My movements were slow. My shoulder ached, still healing from the gunshot. My ankle burned, still the size and colour of a plum from rolling it. I bit my lip, hard. It muffled any hisses of pain that crawled up my throat. As I pushed all my weight onto my legs and stood, Castle did the same beside me. His gaze was fixed ahead on the bushes.
The trees and bushes were motionless. Whatever was in there—or had been in there—was either gone, ignorant to us, or watching us. It could be someone from the other group; the defected deltas. It could be a rotter, hunting us like prey.
I didn’t know which would be worse.
Castle reached out for me. His fingers coiled around my wrist, and he stepped back. I barely heard the leaves and twigs flatten beneath his boot.
He guided me backwards. We moved quietly.

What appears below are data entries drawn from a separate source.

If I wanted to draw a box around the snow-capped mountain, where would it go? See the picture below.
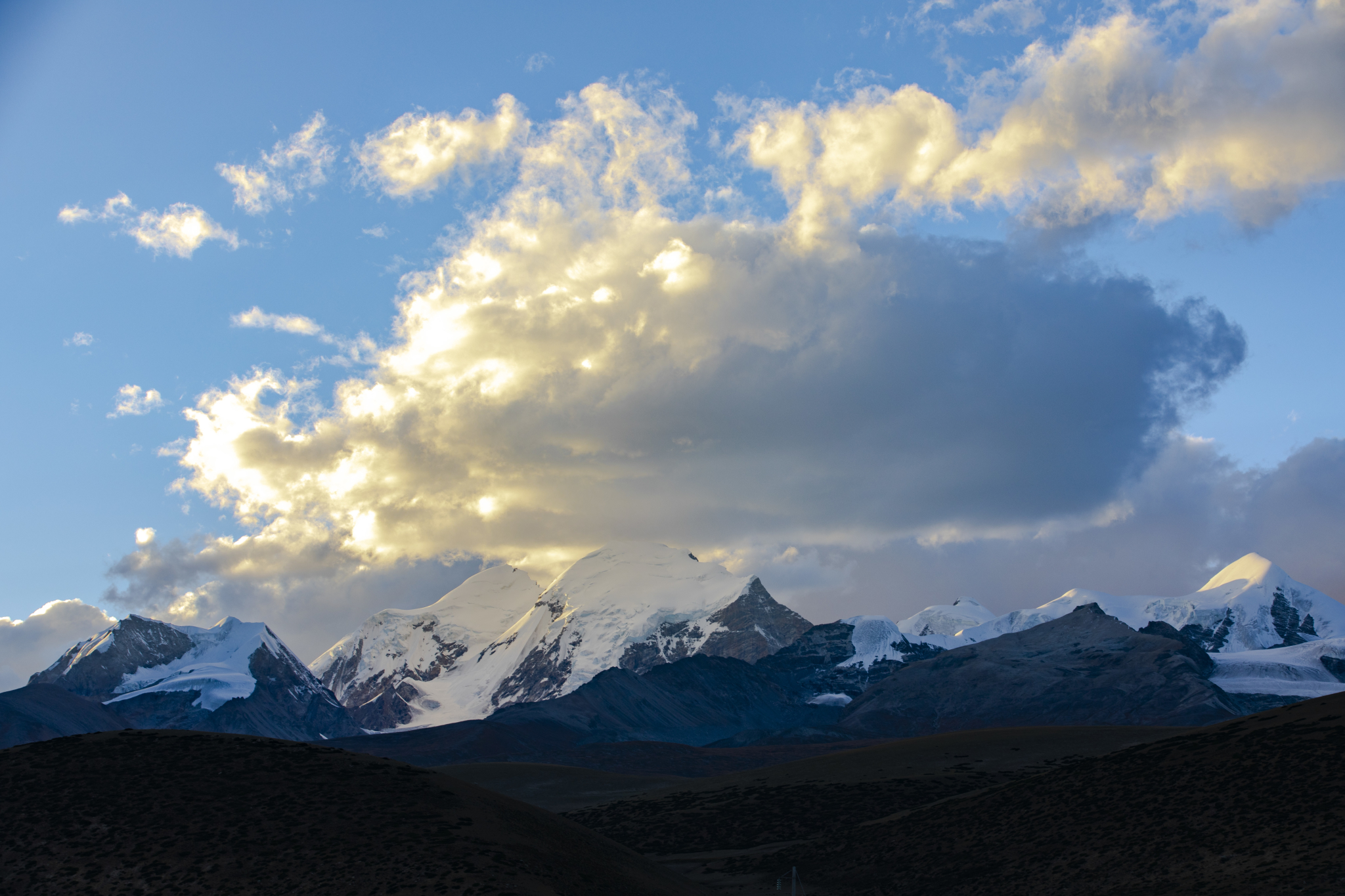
[785,553,1345,698]
[28,614,359,740]
[1209,638,1345,698]
[884,598,996,638]
[483,543,812,706]
[959,553,1345,654]
[309,543,811,729]
[308,566,542,731]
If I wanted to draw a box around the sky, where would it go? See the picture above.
[0,0,1345,688]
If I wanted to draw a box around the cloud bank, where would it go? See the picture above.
[722,0,1345,235]
[0,601,117,691]
[60,3,1345,653]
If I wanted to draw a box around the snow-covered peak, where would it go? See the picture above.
[1200,553,1289,591]
[308,566,540,729]
[961,553,1345,653]
[539,542,752,623]
[897,598,996,638]
[422,566,542,633]
[108,616,288,712]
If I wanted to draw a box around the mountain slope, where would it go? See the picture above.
[311,543,811,731]
[839,605,1241,738]
[30,614,361,739]
[0,731,705,896]
[747,694,1345,896]
[309,566,540,731]
[0,684,133,747]
[961,553,1345,653]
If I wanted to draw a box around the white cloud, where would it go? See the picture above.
[801,434,1345,631]
[355,94,529,198]
[59,194,238,258]
[215,112,336,215]
[109,41,1345,652]
[229,305,324,336]
[726,0,1345,236]
[107,75,1243,618]
[108,383,164,416]
[952,0,1046,33]
[125,203,238,258]
[229,305,378,364]
[0,601,117,691]
[56,203,97,224]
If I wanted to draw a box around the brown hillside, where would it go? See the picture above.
[0,731,703,896]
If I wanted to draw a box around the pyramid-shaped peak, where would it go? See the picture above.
[1201,553,1285,591]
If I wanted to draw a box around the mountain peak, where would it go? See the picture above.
[1197,553,1285,594]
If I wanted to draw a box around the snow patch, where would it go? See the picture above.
[106,616,285,712]
[808,693,852,706]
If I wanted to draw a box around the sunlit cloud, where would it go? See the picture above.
[108,383,164,416]
[123,85,1243,601]
[355,94,529,198]
[725,0,1345,235]
[95,4,1345,649]
[215,112,336,215]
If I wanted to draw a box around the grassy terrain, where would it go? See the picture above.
[0,731,702,896]
[570,694,1345,896]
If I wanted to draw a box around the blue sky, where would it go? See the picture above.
[0,0,1345,677]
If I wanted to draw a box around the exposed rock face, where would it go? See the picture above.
[28,612,192,701]
[699,576,812,662]
[757,622,905,698]
[489,654,841,746]
[30,615,361,740]
[0,684,132,748]
[839,605,1241,738]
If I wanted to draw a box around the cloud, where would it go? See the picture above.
[127,203,238,258]
[58,194,238,258]
[725,0,1345,242]
[108,383,164,416]
[791,435,1345,620]
[952,0,1046,33]
[56,203,95,224]
[0,601,117,691]
[229,305,378,364]
[229,305,324,336]
[92,77,1245,645]
[215,112,336,215]
[355,94,529,198]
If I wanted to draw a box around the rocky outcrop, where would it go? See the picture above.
[839,605,1241,738]
[28,612,192,701]
[699,576,812,662]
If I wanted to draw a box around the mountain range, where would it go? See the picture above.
[0,544,1345,764]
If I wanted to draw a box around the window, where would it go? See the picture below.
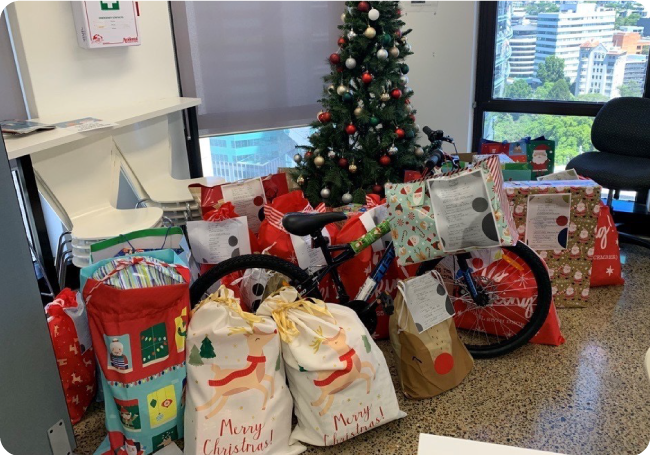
[201,127,311,182]
[474,0,649,164]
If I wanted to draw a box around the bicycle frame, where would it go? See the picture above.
[296,221,483,306]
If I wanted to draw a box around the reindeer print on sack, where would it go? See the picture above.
[311,327,375,417]
[191,326,278,419]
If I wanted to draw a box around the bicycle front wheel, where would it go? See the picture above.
[418,242,552,358]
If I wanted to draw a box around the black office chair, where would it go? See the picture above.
[567,98,650,248]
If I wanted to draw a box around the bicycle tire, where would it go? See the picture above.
[417,242,553,359]
[190,254,320,308]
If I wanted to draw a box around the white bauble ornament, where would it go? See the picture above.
[363,27,377,39]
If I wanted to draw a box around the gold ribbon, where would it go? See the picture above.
[267,287,336,343]
[192,285,264,327]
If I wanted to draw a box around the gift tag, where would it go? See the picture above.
[187,216,251,264]
[402,273,455,333]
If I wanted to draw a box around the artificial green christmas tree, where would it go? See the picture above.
[293,0,430,206]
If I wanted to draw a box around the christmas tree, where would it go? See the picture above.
[201,336,217,359]
[293,0,430,206]
[189,346,203,367]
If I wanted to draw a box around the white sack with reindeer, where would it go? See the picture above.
[185,286,305,455]
[257,288,406,446]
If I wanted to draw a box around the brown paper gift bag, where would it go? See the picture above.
[390,272,474,399]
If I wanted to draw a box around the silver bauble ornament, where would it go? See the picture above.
[363,27,377,39]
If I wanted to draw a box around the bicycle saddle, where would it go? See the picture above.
[282,212,348,237]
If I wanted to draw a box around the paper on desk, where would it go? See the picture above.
[55,117,118,133]
[418,434,562,455]
[187,216,251,264]
[526,193,571,251]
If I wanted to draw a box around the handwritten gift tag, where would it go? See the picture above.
[402,273,455,333]
[187,216,251,264]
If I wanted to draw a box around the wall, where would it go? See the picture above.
[402,0,479,152]
[7,0,179,118]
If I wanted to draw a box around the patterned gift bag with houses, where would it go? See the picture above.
[504,180,601,308]
[257,288,405,446]
[81,250,190,455]
[185,286,305,455]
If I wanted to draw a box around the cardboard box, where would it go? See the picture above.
[504,180,601,308]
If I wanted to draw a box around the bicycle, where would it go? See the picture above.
[190,127,552,358]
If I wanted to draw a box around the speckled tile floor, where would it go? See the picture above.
[75,246,650,455]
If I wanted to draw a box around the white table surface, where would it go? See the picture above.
[4,97,201,160]
[418,434,561,455]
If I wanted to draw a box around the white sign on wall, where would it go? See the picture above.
[72,0,140,49]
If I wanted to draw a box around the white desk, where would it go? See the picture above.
[418,434,559,455]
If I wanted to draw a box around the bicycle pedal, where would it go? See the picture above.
[377,292,395,316]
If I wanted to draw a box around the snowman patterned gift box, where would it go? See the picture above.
[504,180,601,308]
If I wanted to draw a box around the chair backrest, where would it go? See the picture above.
[32,137,119,223]
[591,98,650,158]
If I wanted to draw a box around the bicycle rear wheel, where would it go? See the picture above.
[418,242,552,358]
[190,254,321,311]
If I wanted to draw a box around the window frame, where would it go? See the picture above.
[472,0,650,151]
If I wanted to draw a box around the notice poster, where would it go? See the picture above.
[427,169,499,252]
[404,273,454,333]
[187,216,251,264]
[221,179,266,234]
[526,193,571,251]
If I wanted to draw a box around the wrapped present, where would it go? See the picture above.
[45,288,97,425]
[386,156,518,265]
[390,272,474,399]
[504,180,601,307]
[258,288,405,446]
[185,286,305,455]
[81,250,190,455]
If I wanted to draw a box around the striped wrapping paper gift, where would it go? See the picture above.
[93,256,185,289]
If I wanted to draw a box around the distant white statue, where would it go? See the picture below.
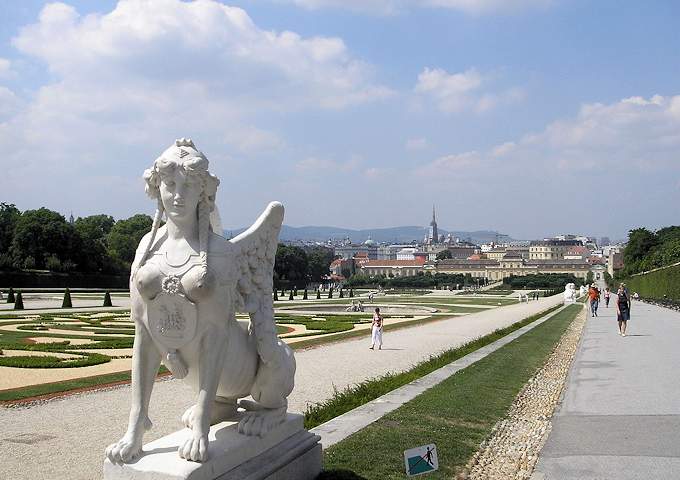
[564,283,576,303]
[106,139,295,463]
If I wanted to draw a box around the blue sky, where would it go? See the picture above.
[0,0,680,238]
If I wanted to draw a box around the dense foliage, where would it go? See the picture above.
[0,203,151,274]
[625,266,680,301]
[503,273,583,289]
[617,226,680,278]
[0,203,333,288]
[274,244,333,286]
[345,273,478,288]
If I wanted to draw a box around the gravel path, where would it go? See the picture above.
[464,309,586,480]
[0,295,562,480]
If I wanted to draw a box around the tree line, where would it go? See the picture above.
[0,203,152,274]
[615,226,680,278]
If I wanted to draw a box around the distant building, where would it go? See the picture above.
[361,258,425,277]
[333,236,378,260]
[607,248,623,277]
[529,240,583,260]
[397,247,418,260]
[435,252,591,281]
[427,205,439,244]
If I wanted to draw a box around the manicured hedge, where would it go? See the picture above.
[623,266,680,301]
[0,352,111,368]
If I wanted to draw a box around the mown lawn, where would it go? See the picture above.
[319,305,582,480]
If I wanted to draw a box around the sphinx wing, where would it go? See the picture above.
[230,202,283,362]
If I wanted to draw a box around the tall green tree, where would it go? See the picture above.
[10,208,82,268]
[0,202,21,255]
[307,247,334,282]
[74,215,116,272]
[274,243,309,286]
[623,228,659,273]
[107,214,153,271]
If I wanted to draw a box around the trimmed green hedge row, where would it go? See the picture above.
[624,266,680,301]
[0,352,111,368]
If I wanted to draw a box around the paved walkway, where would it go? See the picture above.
[0,295,562,480]
[532,295,680,480]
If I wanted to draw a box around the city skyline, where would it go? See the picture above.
[0,0,680,239]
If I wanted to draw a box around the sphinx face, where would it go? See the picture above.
[160,164,202,221]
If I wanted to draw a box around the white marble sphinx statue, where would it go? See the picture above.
[564,283,576,303]
[106,139,295,464]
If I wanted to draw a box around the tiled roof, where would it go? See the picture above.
[362,258,425,267]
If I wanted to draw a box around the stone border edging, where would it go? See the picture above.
[310,304,571,449]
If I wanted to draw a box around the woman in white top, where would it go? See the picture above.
[371,307,383,350]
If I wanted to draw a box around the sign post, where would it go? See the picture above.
[404,443,439,477]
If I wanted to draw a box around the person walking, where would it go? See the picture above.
[371,307,383,350]
[616,283,630,337]
[588,283,600,317]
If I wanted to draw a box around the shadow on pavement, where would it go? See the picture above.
[316,469,368,480]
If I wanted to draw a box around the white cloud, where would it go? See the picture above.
[0,0,392,218]
[417,150,483,177]
[419,95,680,175]
[13,0,391,110]
[225,126,286,153]
[0,85,22,120]
[0,57,12,78]
[406,137,429,150]
[414,68,523,113]
[419,0,553,15]
[276,0,553,15]
[295,155,361,172]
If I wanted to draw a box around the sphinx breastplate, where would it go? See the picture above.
[135,252,212,352]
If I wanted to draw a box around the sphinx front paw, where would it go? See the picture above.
[177,432,208,462]
[106,435,142,465]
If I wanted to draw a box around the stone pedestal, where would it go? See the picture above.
[104,413,322,480]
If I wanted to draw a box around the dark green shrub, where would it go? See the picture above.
[61,287,73,308]
[102,290,113,307]
[14,292,24,310]
[624,266,680,301]
[0,352,111,368]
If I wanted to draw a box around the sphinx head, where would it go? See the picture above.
[144,138,220,220]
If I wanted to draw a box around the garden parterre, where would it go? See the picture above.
[0,294,516,398]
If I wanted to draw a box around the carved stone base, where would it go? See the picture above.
[104,413,322,480]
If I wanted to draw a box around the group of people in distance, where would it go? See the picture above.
[588,283,637,337]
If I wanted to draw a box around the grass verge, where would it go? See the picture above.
[305,305,561,428]
[319,305,583,480]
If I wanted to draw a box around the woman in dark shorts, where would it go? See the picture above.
[616,283,630,337]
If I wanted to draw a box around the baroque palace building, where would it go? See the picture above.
[360,240,593,281]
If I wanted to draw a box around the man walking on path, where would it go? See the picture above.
[531,287,680,480]
[616,283,630,337]
[588,283,600,317]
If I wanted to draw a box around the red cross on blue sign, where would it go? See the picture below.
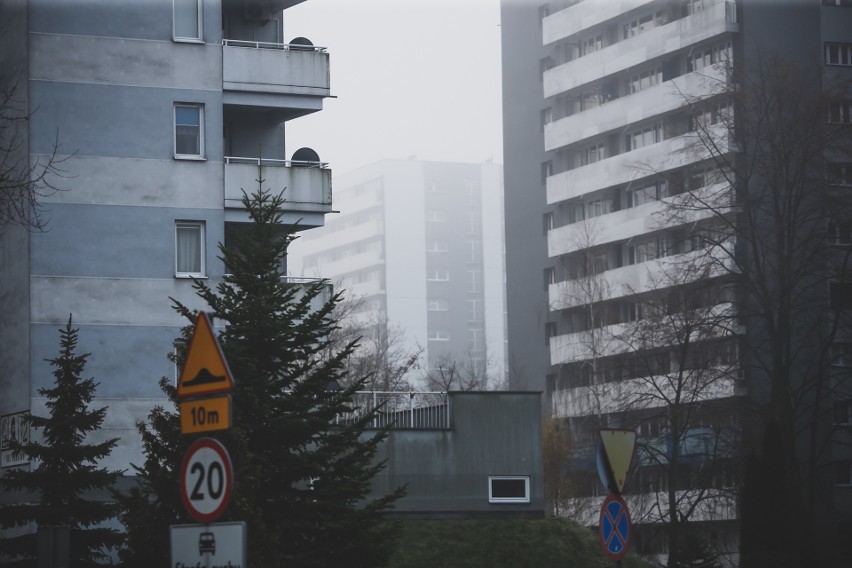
[598,495,630,560]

Each step backwards took us closer to the path downhill. As we moved, nothing jumped out at us; no bullets soared out from the bushes. I almost let myself think it had been the breeze, that we’d get back down to the cave safely. But it’s never safe in this world. Not ever.
Castle released my wrist to hand me a knife. My sweaty hand curled around the leather-bound handle. We were almost at the mouth of the path when it happened. The bushes didn’t rustle or sway; they shook as if a violent gust of wind had shoved through it. But there was no wind.